SANTIAGO: THE CAMINO WITHIN is a special documentary about the history and continuing impact of El Camino de Santiago, The Way of St. James, a pilgrim trail with many converging roads through Europe leading to the traditional resting place of the saint’s remains, the Cathedral of Santiago de Compostela in Spain. SANTIAGO: THE CAMINO WITHIN has high production values with outstanding cinematography and music, but its effect could have been greater with more directed editing, and the movie’s Christian worldview has some Roman Catholic, mystical content requiring media wisdom, although many of the Pilgrims are Protestant and many of the refugios, where Pilgrims stay, are run by evangelical ministries, such as CRU or Campus Crusade for Christ.
“Santiago,” as the movie points out in its opening, is the Spanish name of St. James, who was an Apostle of Jesus and became the Patron Saint of Spain and of Pilgrims. For hundreds of years, millions of people have walked this pilgrim path, a path that hundreds of people still travel each year. Through the narration of Bishop Donald Hying, a guide to the viewer, the movie provides the history of the Camino, offering theological reflection and engaging in conversations with pilgrims. The viewer walks the way from the movie getting a virtual glimpse of what the pilgrimage means to the people taking it and to the Catholic Church.
The cinematography is superb, captivating, and strikingly beautiful with sprawling pastoral vistas of rural Spain to majestic cathedral paintings. Aerial photography of the country, its land and its churches is frankly awe inspiring. The music is fitting and quite powerful. The movie does a good job helping viewers understand the meaning of pilgrimage from the perspective of the Catholic Church and explains the tradition regarding El Camino de Santiago well. Interviews with pilgrims could probably have been a bit more impactful with more careful choice editing, but they are nevertheless intriguing. There is also a mystical feel to the narration, which sometimes makes it somewhat unclear what really is being communicated. Overall, the documentary has high production values, but its effect could have been greater with more directed editing.
SANTIAGO: THE CAMINO WITHIN has a strong Christian worldview with a decidedly Roman Catholic influence. Many of the narrator’s statements such as “faith is the true way of seeing, and, when we stand with Christ, we see the world rightly” are very biblical.

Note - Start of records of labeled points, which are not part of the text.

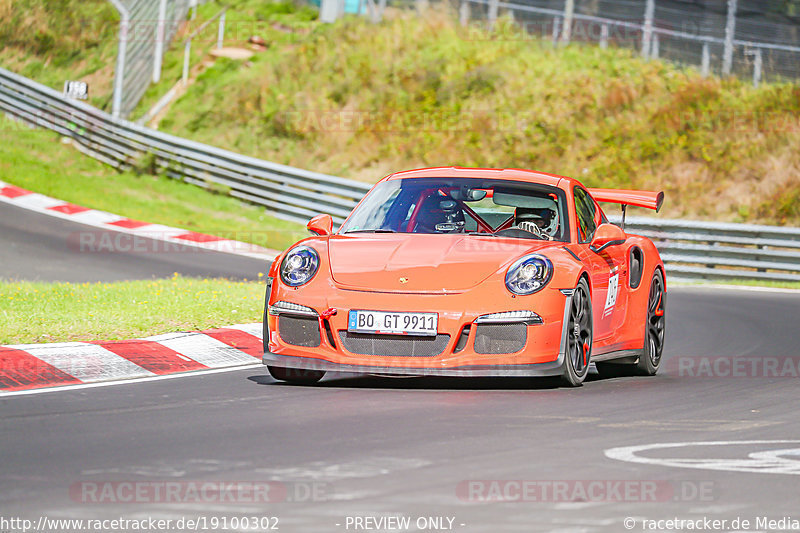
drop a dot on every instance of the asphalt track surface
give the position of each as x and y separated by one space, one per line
381 447
38 247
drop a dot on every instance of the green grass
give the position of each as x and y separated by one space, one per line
60 312
37 160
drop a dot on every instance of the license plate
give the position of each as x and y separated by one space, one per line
393 323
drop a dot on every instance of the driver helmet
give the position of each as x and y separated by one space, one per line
544 216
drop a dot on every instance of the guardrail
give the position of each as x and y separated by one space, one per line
690 249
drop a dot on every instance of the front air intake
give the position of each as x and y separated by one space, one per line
299 330
495 339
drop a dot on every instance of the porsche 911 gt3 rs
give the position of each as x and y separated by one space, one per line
469 272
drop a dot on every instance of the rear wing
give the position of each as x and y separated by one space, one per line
648 199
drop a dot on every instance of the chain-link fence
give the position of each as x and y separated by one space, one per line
756 39
146 29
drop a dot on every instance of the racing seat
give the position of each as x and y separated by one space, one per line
439 214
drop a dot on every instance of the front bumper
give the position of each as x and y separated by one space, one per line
543 353
553 368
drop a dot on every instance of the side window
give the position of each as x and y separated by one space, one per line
587 217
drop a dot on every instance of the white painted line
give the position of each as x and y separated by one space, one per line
203 349
714 286
256 330
760 461
87 362
65 388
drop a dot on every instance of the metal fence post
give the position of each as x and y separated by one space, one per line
493 8
221 32
757 64
119 73
647 32
569 12
730 29
160 36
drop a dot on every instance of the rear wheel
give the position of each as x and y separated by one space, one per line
296 375
650 360
579 336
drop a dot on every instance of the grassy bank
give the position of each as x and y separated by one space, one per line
60 312
361 100
37 160
52 41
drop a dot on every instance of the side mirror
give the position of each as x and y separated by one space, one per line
607 235
320 225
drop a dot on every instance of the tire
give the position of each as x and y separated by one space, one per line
654 334
579 336
295 376
650 360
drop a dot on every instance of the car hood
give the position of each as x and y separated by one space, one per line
421 263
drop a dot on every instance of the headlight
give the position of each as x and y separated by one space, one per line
529 274
299 266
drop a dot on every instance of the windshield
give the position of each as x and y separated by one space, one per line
462 205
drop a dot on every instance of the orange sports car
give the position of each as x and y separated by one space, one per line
469 272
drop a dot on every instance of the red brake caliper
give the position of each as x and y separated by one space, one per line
659 311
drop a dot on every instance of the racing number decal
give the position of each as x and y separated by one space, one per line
613 289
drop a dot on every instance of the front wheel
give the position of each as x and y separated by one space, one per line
579 336
656 319
297 376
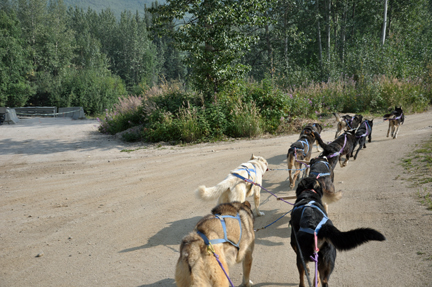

However, other statements and assumptions of the movie and moviemakers are less so. The movie tells the story of St. James in some detail, from his calling by Jesus on the Sea of Galilee to his death. However, mixed into this narrative are accounts from much later medieval Catholic tradition asserting that James, the son of Zebedee and the brother of John, traveled to Spain to preach the Gospel of Christ and that “his bones and relics” were later buried in Compostelana, Spain. The narrator states that James was encouraged to evangelize Spain in the 1st Century AD when he “received a vision of the Virgin Mary” telling him to persevere in his difficult task, even though this was 300 years before the Empress Pulcheria, initiated mariology. He goes on to say that the bones of the saint were lost for hundreds of years but were later recovered when a Spanish monk received a vision revealing where the saint’s bones were to be found (see the anonymous “Historia Compostelana”). Much of this account of the life and work of St. James seems to be based on late medieval mystical evidence. Beyond this, there are deep assumptions regarding the nature of the Church based in what the narrator calls “the culture of Catholicism” with which many Christians would take issue. Examples are the narrator’s blanket statements and implications that the Catholic Church is “our Mother,” the sacraments have “saving power,” the idea that pilgrimage imparts grace, and strong mariology with Mary referred to as “The Blessed Mother.” This last part, though a problem for Protestants and other Christians, doesn’t seem to go beyond veneration of Mary (and many other saints) into full-fledged worship of them. One pilgrim, though, sports a tattoo of the Virgin Mary on her arm.
Besides these concerns, SANTIAGO: THE CAMINO WITHIN presents no objectionable material. So, MOVIEGUIDE® advises practiced worldview awareness and media wisdom for older children and adults.